The therapy is much derided by the psychological scientific establishment. "The long-standing consensus of the behavioral and social sciences and the health and mental-health professions is that homosexuality per se is a normal and positive variation of human sexual orientation," the American Psychological Association wrote in a resolution condeming such therapies. Furthermore, the association finds that the therapies can cause more harm than good.
Recently, some states, such as New York, have sought to ban the therapies outright, prompting Texas Republicans to preempt such measures at home. In a such strongly conservative state, it's unlikely that such measures would stand a chance. (It's reminiscent of the bans on sharia law in very Christian-dominated areas: All bluster.)
Perry's comments represent a complete conflation of the scientific issue. Alcoholism is a disease. Alcoholism is maladaptive.
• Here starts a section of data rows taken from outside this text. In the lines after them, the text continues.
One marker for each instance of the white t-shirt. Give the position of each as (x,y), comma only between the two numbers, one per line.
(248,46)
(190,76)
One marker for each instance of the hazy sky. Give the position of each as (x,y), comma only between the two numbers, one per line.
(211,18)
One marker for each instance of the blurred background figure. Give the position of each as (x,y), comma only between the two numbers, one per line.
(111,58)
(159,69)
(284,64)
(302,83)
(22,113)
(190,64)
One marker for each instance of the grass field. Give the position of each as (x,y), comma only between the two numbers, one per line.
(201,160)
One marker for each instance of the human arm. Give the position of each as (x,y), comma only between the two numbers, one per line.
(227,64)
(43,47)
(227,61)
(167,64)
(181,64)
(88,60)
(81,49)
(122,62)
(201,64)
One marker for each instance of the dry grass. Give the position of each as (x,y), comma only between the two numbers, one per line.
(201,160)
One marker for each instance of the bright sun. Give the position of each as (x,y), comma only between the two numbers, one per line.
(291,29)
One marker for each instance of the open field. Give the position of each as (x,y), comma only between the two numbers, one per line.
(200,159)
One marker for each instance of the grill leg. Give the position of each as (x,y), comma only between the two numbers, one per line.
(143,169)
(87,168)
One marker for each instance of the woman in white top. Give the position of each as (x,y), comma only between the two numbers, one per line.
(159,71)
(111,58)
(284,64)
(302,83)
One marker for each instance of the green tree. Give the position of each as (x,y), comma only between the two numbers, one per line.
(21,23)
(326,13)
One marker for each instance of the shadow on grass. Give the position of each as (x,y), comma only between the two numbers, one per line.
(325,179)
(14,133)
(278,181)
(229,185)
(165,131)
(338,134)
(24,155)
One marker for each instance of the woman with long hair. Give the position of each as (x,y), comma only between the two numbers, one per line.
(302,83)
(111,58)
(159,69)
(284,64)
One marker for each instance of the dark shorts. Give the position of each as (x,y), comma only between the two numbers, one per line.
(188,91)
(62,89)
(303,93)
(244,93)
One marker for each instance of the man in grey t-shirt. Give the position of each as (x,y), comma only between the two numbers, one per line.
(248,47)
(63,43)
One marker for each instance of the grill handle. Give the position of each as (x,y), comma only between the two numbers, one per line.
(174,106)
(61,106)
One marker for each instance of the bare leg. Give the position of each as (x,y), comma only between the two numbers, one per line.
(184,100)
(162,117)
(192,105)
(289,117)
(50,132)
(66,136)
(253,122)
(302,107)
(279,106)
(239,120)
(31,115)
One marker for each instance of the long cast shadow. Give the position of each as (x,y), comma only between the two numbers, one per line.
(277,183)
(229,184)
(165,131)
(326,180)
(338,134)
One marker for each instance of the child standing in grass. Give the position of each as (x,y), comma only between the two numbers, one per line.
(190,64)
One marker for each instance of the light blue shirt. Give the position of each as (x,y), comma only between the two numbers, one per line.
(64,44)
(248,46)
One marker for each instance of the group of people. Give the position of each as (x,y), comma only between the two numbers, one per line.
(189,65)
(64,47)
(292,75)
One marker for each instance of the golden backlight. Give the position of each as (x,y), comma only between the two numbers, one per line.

Alcoholism takes and ruins lives. Alcoholism ought to be cured. Homosexuality, while its origins are not quiet understood, is not a disorder. And unlike therapy for alcoholism, "the American Psychological Association concludes that there is insufficient evidence to support the use of psychological interventions to change sexual orientation."
On the other hand, the APA says of alcohol-addiction therapies: "These therapies can help people boost their motivation to stop drinking, identify circumstances that trigger drinking, learn new methods to cope with high-risk drinking situations, and develop social support systems within their own communities."
Perry is not seeking reelection as governor in 2014, and it's likely he'll run for the White House again.
This will be an issue he'll be held accountable for. The number of Americans who support same-sex marriage has reached an all-time high. In 2012, 54 percent said they view homosexuality as morally acceptable. And 63 percent of Americans say discrimination against gays is a "very" or "somewhat serious" problem.